Quant au directeur du second cycle de l’Ecole Sibiry Coulibaly, c’est le
président Ibrahim Boubacar Kéita qui doit s’assumer. «Après sa réélection en
2018, le président de la République a dédié ce second mandat à la jeunesse.
Il ne peut donc pas continuer à fermer les yeux alors qu’on est en train de
qualifier l’avenir des millions d’enfants», indique pour sa part Traoré.
«Je suis convaincu que si le Chef de l’Etat invite aujourd’hui les leaders
syndicaux pour discuter avec eux en toute franchise en leur montrant les
limites actuelles du Trésor public, nos camarades vont comprendre et vont
reprendre la craie car ce sont des patriotes», conseille-t-il. Et de renchérir, «si
IBK invite les enseignants à Koulouba et qu’il s’adresse à eux en toute
sincérité et en toute franchise comme il l’a fait le 5 octobre 2019 à l’occasion
de la Journée de l’enseignant, je suis convaincu que cela peut faire bouger)les
lignes.
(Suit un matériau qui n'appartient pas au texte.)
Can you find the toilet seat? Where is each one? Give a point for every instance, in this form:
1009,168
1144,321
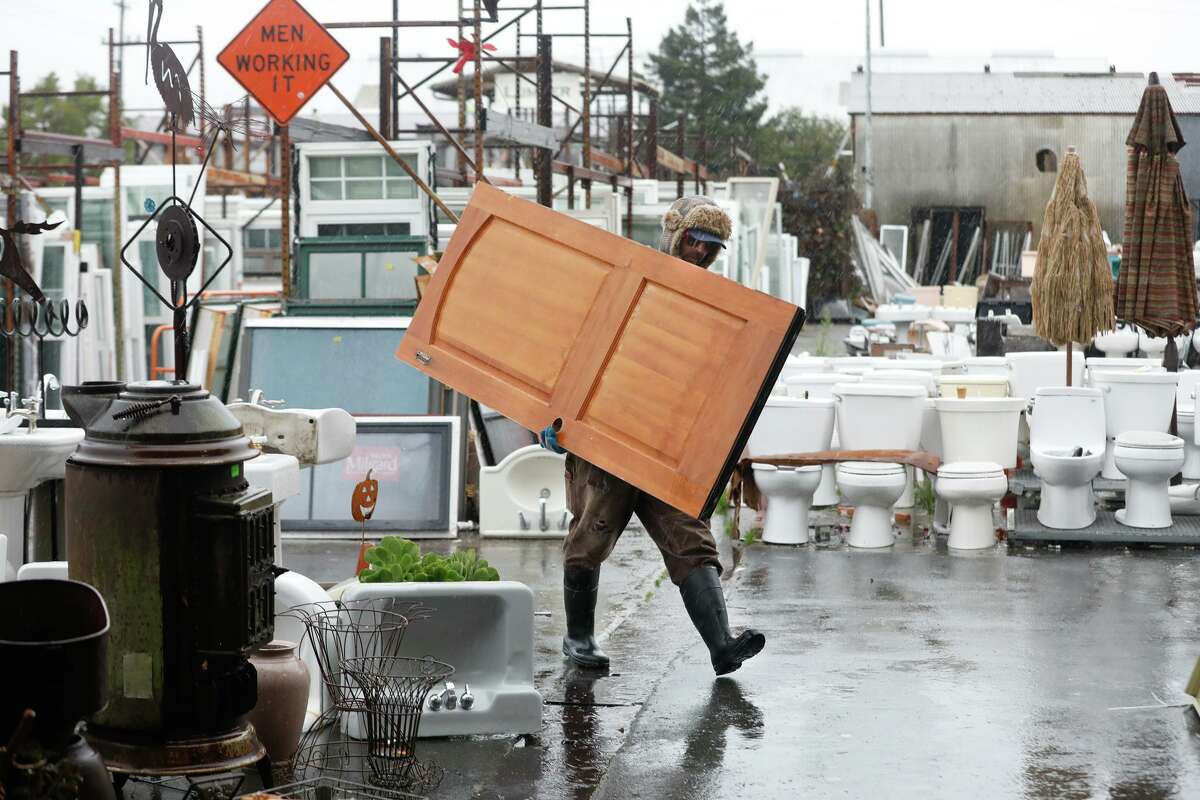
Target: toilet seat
1149,445
970,469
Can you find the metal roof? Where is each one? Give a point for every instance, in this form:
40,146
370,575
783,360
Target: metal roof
1012,92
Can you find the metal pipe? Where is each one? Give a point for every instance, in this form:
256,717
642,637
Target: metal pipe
479,95
395,156
450,137
868,178
586,118
587,112
286,210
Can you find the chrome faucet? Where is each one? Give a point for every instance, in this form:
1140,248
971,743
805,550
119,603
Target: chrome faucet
49,384
541,501
33,407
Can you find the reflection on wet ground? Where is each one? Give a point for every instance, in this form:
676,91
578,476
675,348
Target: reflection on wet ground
910,673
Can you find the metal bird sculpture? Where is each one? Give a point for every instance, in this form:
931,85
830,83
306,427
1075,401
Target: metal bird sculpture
169,76
10,256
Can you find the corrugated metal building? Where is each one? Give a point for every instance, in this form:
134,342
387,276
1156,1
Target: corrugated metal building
994,139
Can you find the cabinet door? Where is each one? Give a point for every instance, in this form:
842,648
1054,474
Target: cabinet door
657,368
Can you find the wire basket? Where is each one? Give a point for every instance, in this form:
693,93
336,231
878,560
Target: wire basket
328,788
339,631
329,753
394,691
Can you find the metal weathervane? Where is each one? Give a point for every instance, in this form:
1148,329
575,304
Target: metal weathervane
177,236
36,316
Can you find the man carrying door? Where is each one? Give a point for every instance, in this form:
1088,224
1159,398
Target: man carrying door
694,229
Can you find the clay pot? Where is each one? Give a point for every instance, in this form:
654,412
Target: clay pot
282,698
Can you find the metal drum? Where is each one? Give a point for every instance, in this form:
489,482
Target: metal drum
162,523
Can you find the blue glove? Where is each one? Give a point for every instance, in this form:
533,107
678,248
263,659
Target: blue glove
549,439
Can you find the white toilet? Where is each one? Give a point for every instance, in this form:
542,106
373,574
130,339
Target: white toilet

C’est pourquoi je suis convaincu que le Chef de l’Etat est le seul à
pouvoir débloquer la situation actuelle». Ce jour, IBK avait engagé le
gouvernement à redonner à l’enseignant sa valeur historique.
Il faut signaler que le collectif des syndicats des enseignants signataires du 15
octobre 2016 (SYLDEF, FENAREC, COSES, SNEC, SYPESCO, SYNEB,
SYNEFCT, SYNESEC…), après deux grèves de cinq jours chacune en
décembre 2019 et en janvier 2020, a entamé le 21 janvier un nouvel arrêt de
travail 14 jours (336 heures) allant du mardi 21 au vendredi 24 janvier 2020,
du lundi 27 au vendredi 31 janvier 2020 et du lundi 03 au vendredi 07 février
2020 inclus.).
Ils exigent l’application immédiate de l’article 39 de la Loi N°2018-007 du 16
janvier 2018, portant Statut du personnel enseignant de l’Enseignement
fondamental, secondaire et de l’Education préscolaire et spéciale.